Contrarian play
Motly fool callingJCP contrarian play
The bears often compare JC Penney to Sears Holdings (NASDAQ:SHLD). But I think that comparison is unfair -- JC Penney is implementing numerous turnaround strategies, while Sears is mostly treading water by closing stores.
On the surface, JC Penney's numbers look weak -- its revenue rose 3% in fiscal 2015, but fell 1% in 2016. Comps growth remained flat last year. Wall Street is expecting top line declines for both 2017 and 2018. On the bright side, JC Penney posted its a full-year profit in 2016, thanks to cost-cutting and streamlining strategies, and its earnings should stay in the black for the next two years.

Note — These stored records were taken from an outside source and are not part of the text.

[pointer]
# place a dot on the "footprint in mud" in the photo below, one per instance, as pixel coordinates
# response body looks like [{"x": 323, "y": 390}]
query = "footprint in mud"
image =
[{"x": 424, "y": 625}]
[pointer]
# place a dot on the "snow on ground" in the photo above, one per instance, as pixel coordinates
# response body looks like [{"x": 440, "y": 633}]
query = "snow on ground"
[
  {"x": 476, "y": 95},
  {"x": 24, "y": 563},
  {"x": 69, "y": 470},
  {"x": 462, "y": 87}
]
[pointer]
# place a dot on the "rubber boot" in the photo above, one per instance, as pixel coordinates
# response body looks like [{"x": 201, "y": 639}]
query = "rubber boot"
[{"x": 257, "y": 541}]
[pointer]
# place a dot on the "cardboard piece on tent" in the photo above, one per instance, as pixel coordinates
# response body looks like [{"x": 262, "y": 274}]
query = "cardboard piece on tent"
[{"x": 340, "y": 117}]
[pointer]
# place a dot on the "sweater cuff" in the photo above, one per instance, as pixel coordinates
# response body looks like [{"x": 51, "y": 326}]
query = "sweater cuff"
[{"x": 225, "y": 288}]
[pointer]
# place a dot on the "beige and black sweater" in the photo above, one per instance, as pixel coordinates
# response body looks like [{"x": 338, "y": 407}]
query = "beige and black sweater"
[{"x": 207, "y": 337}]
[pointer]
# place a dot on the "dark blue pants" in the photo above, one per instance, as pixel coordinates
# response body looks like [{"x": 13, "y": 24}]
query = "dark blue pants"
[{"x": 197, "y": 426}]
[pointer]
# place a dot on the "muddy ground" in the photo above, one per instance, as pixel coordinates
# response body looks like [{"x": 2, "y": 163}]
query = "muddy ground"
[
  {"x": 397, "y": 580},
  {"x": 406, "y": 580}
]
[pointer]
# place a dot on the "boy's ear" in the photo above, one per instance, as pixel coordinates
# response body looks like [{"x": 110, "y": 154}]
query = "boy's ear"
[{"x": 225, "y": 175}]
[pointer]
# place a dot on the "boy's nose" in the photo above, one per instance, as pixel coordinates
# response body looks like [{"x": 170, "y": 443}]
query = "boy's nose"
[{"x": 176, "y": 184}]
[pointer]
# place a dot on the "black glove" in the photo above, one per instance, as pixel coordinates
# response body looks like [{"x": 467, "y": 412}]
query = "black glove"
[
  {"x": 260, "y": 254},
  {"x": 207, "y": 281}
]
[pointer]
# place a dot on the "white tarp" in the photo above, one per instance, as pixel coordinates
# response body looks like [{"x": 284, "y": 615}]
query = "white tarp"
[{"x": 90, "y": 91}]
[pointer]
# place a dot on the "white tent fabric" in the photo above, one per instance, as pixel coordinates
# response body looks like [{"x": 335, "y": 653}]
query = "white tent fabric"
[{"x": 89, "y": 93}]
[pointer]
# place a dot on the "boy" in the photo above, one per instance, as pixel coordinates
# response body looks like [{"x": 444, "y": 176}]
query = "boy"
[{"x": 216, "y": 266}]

JC Penney plans to boost sales by expanding its home improvement and athletic apparel departments, offering more plus-size apparel, and upgrading its website and analytics capabilities. It also added toy shops, unveiled a B2B program for selling furnishings to hotels, and expanded its Sephora in-store locations. This scattershot strategy might widen its moat against Amazon, but it remains an uphill battle.
Nonetheless, JC Penney looks very cheap at 0.1 times sales and 19 times forward earnings. If the retailer can stop its bleeding, as Wall Street's forecasts suggest, it could be an impressive comeback play.